The move highlights Central Asia’s somewhat quiet, but unusually strong, diplomatic ties with Israel, which are likely to increase should more regional nations follow in Kazakhstan’s footsteps. While some have dismissed an expansion to Central Asia as “largely symbolic,” this interpretation overlooks deeper implications.
Extending the Abraham Accords into Central Asia marks a new phase—building a coalition of pro-US Muslim nations committed to tolerance and engagement with Israel. Such a coalition strengthens efforts to counter extremism, particularly state-sponsored ideology from Iran, and fosters cooperation among US partners across a region vital to US interests.
Why Kazakhstan moved first—and who might follow
Trump has been eyeing an expansion of the Abraham Accords into Central Asia for months, while Israeli Prime Minister Benjamin Netanyahu has publicly appealed for “trilateral relations” among Israel, the United States, and Azerbaijan. Baku had appeared the most likely to join first, given its longstanding partnership with Israel across diplomacy, conflict mediation, defense, and energy.
Azerbaijan’s successful balancing of its Muslim identity with close ties to Israel has strengthened its access to Washington and set a precedent in the Turkic world. Kazakhstan likely coordinated with Azerbaijan, similar to how Saudi Arabia tacitly supported Bahrain joining in 2020.
Simultaneously, Kazakhstan’s move carries a competitive subtext vis-à-vis Uzbekistan. While the nations share fraternal ties, they compete for regional leadership and closer engagement with the West. This rivalry was on display when Uzbek President Shavkat Mirziyoyev committed to purchasing Boeing aircraft for eight billion dollars and was granted a sit-down meeting with Trump during the UN General Assembly—an opportunity that eluded Kazakh President Kassym-Jomart Tokayev. By contrast, Kazakhstan had earlier concluded a four-billion-dollar deal with US firm Wabtec to modernize its locomotive fleet—a significant but comparatively smaller deal.
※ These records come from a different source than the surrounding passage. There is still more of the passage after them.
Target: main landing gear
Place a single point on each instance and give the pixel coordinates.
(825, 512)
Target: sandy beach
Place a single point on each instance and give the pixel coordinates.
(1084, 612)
By joining the Abraham Accords, Kazakhstan has bought Washington’s favor by aligning itself with US regional priorities and an initiative personally important to Trump.
Kazakhstan and Israel: A partnership rooted in tolerance and strategy
Kazakhstan’s ties with Israel are built on a tradition of coexistence and mutual respect. In 2023, former Israeli Ambassador Ran Ishay said that Kazakhstan is “a country without antisemitism,” a reputation echoed by diaspora Jewish leaders such as Malcolm Hoenlein.
Jewish traders first arrived along the Silk Road in what is now Kazakhstan as early as the fifteenth century. During Stalin’s forced deportations and World War II, Kazakhstan became home to over a hundred ethnic groups exiled from other parts of the Soviet Union, as well as tens of thousands of Jews fleeing Nazi persecution. Despite severe famine leading to the death of more than a third of the Kazakh population due to Soviet collectivization policies, these newcomers found relative safety and dignity in Kazakhstan—a legacy that endures today.
The relationship extends beyond tolerance, all the way to fashion trends. Three years ago, young Kazakhstani women took to wearing Hebrew pendants bearing the word chai—or life—displaying an appreciation of Jewish culture. Kazakhstan’s acceptance of Jews reflects its broader ethos of hospitality and religious tolerance. For example, Muslim Kazakhs often join their Orthodox Christian neighbors during the Epiphany holiday, plunging into icy waters to commemorate the baptism of Jesus.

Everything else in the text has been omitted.